L'ex-usine lyonnaise du groupe FagorBrandt, placé jeudi en redressement judiciaire, a rappelé que son ancienne maison mère s'était engagée à maintenir jusqu'en 2015 ses commandes au site, en pleine reconversion. Lors de la vente de l'usine, en avril 2011, Fagor avait promis de maintenir la fabrication de lave-linge à Lyon jusqu'en mars 2015, pour favoriser la reconversion du site vers de nouvelles activités, notamment la production de véhicules utilitaires 100% électriques.


L'administrateur judiciaire de Fagor-Brandt dans le viseur de la SITL

Or, avec le dépôt de bilan de FagorBrandt mercredi puis sa mise en redressement, "il est impératif et vital que l'administrateur judiciaire prenne en considération les devoirs, la responsabilité et l'engagement contractuel" du groupe, poursuit M. Millet.
La SITL, dont une partie de la production est interrompue depuis le 14 octobre, emploie 430 salariés, selon la direction. Le groupe Fagor-Brandt a par ailleurs maintenu une petite unité recherche et développement de 40 salariés sur le site.

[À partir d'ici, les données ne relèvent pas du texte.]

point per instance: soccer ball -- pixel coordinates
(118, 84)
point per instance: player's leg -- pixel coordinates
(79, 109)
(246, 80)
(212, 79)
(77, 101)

Une reconversion au succès encore limité

Selon la CGT, la fabrication des nouveaux produits - véhicules utilitaires, vélos et scooters électriques, mais aussi filtres d'assainissement - est insuffisante pour garantir l'avenir de l'entreprise. Ils ne représentent aujourd'hui que 7% du chiffre d'affaires, le reste dépendant toujours de FagorBrandt.


L'Etat doit tenir ses promesses

Par ailleurs, le PDG de la Société d'innovation et de technologie de Lyon (SITL), Pierre Millet, appelle l'Etat à respecter "ses promesses", c'est-à-dire 4 millions d'euros d'aides "qui, après deux ans d'attente, n'ont toujours pas été versées". "Sans l'application immédiate de cet engagement, nous ne pourrons pas accélérer le processus de réindustrialisation et sauvegarder l'ensemble des emplois du site", alerte M. Millet dans un communiqué.